2. Gently lower the egg into the water. Do not drop it; a hairline crack will throw off the result.
3. Read the position:
- **Sinks flat on its side** — very fresh, under one week old. Use for poaching or frying where presentation matters.
- **Sinks but tilts or stands at an angle** — 1 to 2 weeks old. Perfectly fine for any use.
- **Stands upright on the bottom** — 3 to 4 weeks old. Still edible, best for hard-boiling (older eggs actually peel easier).
- **Floats** — too much air inside. Discard it.
4. Pat the egg dry before using if it passed.
## Pro Tips
- A floating egg is not automatically rotten — it could just be very old. Crack it into a separate bowl and smell it before you decide. If it smells fine, use it for baking where freshness matters less.
- The float test has a real false-positive rate. An egg can float and still be edible, or sink and be borderline.
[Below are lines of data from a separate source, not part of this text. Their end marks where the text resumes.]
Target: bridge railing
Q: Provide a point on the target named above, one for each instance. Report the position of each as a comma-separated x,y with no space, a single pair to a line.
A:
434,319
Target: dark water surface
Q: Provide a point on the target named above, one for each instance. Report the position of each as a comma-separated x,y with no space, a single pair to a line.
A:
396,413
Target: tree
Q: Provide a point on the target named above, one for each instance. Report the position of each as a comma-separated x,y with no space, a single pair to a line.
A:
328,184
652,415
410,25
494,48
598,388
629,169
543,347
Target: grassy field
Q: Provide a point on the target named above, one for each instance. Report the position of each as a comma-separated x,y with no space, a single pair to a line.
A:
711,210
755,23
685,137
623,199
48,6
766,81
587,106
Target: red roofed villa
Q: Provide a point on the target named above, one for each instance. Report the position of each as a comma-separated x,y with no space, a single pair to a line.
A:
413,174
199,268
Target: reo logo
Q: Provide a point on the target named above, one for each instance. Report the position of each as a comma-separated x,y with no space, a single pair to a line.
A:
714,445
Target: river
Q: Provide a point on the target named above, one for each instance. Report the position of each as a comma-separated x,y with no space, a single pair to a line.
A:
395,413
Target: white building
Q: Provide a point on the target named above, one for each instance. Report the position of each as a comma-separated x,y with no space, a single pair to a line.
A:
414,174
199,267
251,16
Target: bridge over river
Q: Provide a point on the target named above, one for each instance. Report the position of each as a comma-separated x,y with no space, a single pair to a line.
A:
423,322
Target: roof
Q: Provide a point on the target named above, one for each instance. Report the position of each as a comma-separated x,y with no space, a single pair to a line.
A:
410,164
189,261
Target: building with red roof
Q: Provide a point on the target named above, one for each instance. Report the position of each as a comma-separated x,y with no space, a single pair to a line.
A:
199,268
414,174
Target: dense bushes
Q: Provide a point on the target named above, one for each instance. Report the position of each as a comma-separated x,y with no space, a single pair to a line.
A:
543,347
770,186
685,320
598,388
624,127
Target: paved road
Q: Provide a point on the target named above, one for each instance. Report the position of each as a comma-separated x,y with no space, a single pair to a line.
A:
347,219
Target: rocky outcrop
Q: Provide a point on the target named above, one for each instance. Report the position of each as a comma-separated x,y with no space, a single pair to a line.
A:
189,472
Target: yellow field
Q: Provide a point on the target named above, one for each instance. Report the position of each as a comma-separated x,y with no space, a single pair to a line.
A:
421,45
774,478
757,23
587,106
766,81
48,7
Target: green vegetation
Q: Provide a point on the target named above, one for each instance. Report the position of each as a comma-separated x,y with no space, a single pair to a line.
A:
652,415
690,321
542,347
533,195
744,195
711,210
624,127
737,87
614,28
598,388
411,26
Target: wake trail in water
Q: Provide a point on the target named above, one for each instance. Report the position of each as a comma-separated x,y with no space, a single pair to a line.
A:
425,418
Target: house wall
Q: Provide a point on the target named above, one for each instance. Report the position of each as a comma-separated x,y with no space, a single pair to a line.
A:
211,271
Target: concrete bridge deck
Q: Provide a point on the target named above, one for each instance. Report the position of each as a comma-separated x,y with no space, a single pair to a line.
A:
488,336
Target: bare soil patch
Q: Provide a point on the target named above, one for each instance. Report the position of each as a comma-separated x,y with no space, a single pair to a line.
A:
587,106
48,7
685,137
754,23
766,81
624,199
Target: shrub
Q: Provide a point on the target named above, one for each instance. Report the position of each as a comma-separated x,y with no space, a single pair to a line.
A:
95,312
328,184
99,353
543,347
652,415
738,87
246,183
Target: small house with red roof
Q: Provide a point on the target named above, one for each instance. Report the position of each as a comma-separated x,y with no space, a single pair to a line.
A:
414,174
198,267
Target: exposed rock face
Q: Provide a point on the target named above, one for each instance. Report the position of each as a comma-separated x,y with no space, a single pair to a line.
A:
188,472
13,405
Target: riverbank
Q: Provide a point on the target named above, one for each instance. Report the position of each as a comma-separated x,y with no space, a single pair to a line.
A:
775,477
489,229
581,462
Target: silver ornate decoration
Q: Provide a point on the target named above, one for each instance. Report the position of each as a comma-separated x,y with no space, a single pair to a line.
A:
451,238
The sniff test at the crack is the definitive check.
- Shell cracks will let water in and throw the buoyancy reading. If you see bubbles rising from the egg, it has a crack and the test is invalid.
## When to Use This
Use the float test when you've lost track of when you bought eggs — which, honestly, is most of the time. It's also useful when you have eggs from multiple cartons mixed together, or when buying farm-fresh eggs that weren't refrigerated and don't carry a date. Takes ten seconds and saves you from cracking a bad egg into a finished batter.